CREATE TABLE avg_heart_rate WITH( 'iceberg.rest.catalog.namespace.name'='sgns', 'iceberg.rest.catalog.table.name'='avg_heart_rate') AS SELECT window_start, window_end, "patientId", AVG("heartRate") AS avg_hr FROM TUMBLE(health_data, SIZE 1 HOUR) WITH('timestamp'='event_timestamp', 'starting.position'='earliest') GROUP BY window_start, window_end, "patientId";
Our resulting data looks like this:
{ "window_start": "2024-08-22T23:00", "window_end": "2024-08-23T00:00", "patientId": "Patient-1", "avg_hr": 83 }
Now that we have an Iceberg table with our patient ID, the average hourly heart rate, and the time window, we can look at the patients with the highest heart rate in a given month. DeltaStream enables us to immediately perform analytics on the data it just processed from Kafka to Iceberg without leaving the DeltaStream environment or performing any additional configurations – using only familiar SQL.
WITH ranked_heart_rates AS ( SELECT "patientId", avg_hr, window_start, window_end, MONTH(window_start) AS MONTH, YEAR(window_start) AS YEAR, ROW_NUMBER() OVER ( PARTITION BY YEAR(window_start), MONTH(window_start) ORDER BY avg_hr DESC ROWS BETWEEN UNBOUNDED PRECEDING AND CURRENT ROW ) AS rank FROM avg_heart_rate WHERE MONTH(window_start) = MONTH(window_end) AND YEAR(window_start) = YEAR(window_end) ) SELECT "patientId", avg_hr, MONTH, YEAR FROM ranked_heart_rates WHERE rank <= 3 ORDER BY YEAR, MONTH, rank;
This query can look daunting, but it’s not a lot of code for some powerful results. Let’s break it down.
Step 1: Creating a Common Table Expression (CTE)
The query begins with a CTE named ranked_heart_rates. This temporary result set performs the initial data preparation and ranking.

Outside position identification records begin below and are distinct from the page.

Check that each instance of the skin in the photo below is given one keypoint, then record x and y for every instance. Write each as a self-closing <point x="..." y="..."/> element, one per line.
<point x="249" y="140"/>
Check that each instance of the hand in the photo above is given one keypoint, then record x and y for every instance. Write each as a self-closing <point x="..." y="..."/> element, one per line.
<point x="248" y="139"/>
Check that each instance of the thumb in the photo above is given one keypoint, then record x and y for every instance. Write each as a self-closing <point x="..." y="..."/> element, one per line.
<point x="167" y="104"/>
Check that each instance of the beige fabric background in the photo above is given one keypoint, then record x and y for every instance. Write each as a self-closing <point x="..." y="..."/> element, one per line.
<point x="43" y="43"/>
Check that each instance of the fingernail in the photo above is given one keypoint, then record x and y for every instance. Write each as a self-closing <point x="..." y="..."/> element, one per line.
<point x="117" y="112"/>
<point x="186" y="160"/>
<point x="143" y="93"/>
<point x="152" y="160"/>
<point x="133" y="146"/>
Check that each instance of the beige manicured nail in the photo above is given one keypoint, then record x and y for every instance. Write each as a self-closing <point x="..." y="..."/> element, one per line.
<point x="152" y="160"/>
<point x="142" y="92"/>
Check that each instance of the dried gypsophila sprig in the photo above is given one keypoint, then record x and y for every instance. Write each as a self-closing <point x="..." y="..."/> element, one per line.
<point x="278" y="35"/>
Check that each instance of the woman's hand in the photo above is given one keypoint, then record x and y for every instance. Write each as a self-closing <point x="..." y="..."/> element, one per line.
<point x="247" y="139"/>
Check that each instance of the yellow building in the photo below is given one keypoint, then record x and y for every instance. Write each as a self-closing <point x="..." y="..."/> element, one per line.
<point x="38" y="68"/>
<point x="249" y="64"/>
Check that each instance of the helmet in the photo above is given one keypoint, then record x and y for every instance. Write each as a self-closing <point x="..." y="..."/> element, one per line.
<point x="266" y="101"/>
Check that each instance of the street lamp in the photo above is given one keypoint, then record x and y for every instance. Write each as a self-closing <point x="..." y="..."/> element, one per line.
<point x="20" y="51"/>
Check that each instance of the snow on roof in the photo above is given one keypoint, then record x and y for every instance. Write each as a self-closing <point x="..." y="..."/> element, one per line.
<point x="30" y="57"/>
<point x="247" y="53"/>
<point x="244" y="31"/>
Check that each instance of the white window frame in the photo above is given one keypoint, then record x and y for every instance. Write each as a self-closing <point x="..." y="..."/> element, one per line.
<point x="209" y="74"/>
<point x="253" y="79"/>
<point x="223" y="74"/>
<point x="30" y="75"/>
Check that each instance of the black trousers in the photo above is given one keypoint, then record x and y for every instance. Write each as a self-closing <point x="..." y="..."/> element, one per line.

Step 2: Extracting Time Components
We extract the month and year from the window_start timestamp, creating separate columns for easier grouping and sorting using DeltaStream Temporal Functions:
MONTH(window_start) AS MONTH, YEAR(window_start) AS YEAR,
Step 3: Ranking Records with Window Functions
The heart of this query uses the ROW_NUMBER() window function to assign a rank to each patient's heart rate within its month-year group:
ROW_NUMBER() OVER ( PARTITION BY YEAR(window_start), MONTH(window_start) ORDER BY avg_hr DESC ROWS BETWEEN UNBOUNDED PRECEDING AND CURRENT ROW ) AS rank
This function:
- PARTITION BY divides the data into month-year segments
- ORDER BY avg_hr DESC ranks records with highest heart rates first
- The window frame specification ensures proper calculation across the partition
Step 4: Filtering for Valid Time Windows
We only include records where the start and end timestamps fall within the same calendar month and year. Our sample data is all in 2024, but this takes into account crossing the year boundary:
WHERE MONTH(window_start) = MONTH(window_end) AND YEAR(window_start) = YEAR(window_end)
Step 5: Selecting the Top 3 Per Month
Finally, the main query filters the ranked results only to include the top 3 entries per month and orders them chronologically:
SELECT patientId, avg_hr, window_start, MONTH, YEAR FROM ranked_heart_rates WHERE rank <= 3 ORDER BY YEAR, MONTH, rank;
Processing Medical Device Data
We just walked through a scenario for processing medical device data coming in via a Kafka topic by consolidating average hourly data per patient and writing it to Iceberg. We then immediately queried the data in Iceberg from DeltaStream to find patients with the highest average heart rate per month. A visualization tool could be used on that same Iceberg data, further taking advantage of open table formats. Notably, we performed a “shift-left” with our processing. We were able to aggregate data in flight. Then we landed that data in Iceberg, thus reducing latency and additional storage and compute costs, seamlessly preparing the data for usage in a single place.